The word 'run-off' comes up when we have a race with several candidates. There are two March races in particular that could very well end up in a run-off.
Take the race for County Commissioner Precinct 1 for example. Because there are four Republican candidates, the likelihood of one them getting over 50% of the vote as required is reduced. It's a similar scenerio in the race for County Commisioner Precint 3. Three Democratic candidates will split Tuesday's results.
Lubbock County Elections Coordinator, Dorothy Kennedy, says "A candidate has to have 50% plus one vote to be considered having the majority of the election. If that doesn't happen, then we go into what's called a run-off and the top two candidates will go head to head against each other in April."

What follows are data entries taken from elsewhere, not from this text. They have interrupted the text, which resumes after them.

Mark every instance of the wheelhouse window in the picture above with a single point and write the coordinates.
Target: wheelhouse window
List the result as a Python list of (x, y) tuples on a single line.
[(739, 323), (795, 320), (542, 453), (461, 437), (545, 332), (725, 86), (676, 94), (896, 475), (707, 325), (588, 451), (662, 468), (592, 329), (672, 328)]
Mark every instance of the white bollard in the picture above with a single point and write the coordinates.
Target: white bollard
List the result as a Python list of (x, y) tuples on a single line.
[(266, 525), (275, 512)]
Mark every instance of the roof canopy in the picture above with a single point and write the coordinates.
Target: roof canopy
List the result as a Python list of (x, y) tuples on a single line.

Whether you vote in the Republican or Democratic primary, you're forced to stick with that party if there is a run-off. Dorothy says, "If you vote Republican in March, you have to vote in a run-off on the Republican side if there's one in your area. If you didn't vote at all in March, then you can vote either way, whichever party has the run-off."
Extended run-off elections mean candidates have to hit the campaign trail that much harder even though the turnout is usually not as great. If it's a state-wide run-off everyone in any county who voted in that party's primary can vote again, however if the run-off only involves one precinct, only voters in that precinct can vote again.
Run-off elections are scheduled for April 13th. Early voting would begin April 5th and end the 9th. The deadline to register to vote is March 13th. Also, in case you're wondering, party affiliations are not a factor in the November elections. You can vote for any party in any race.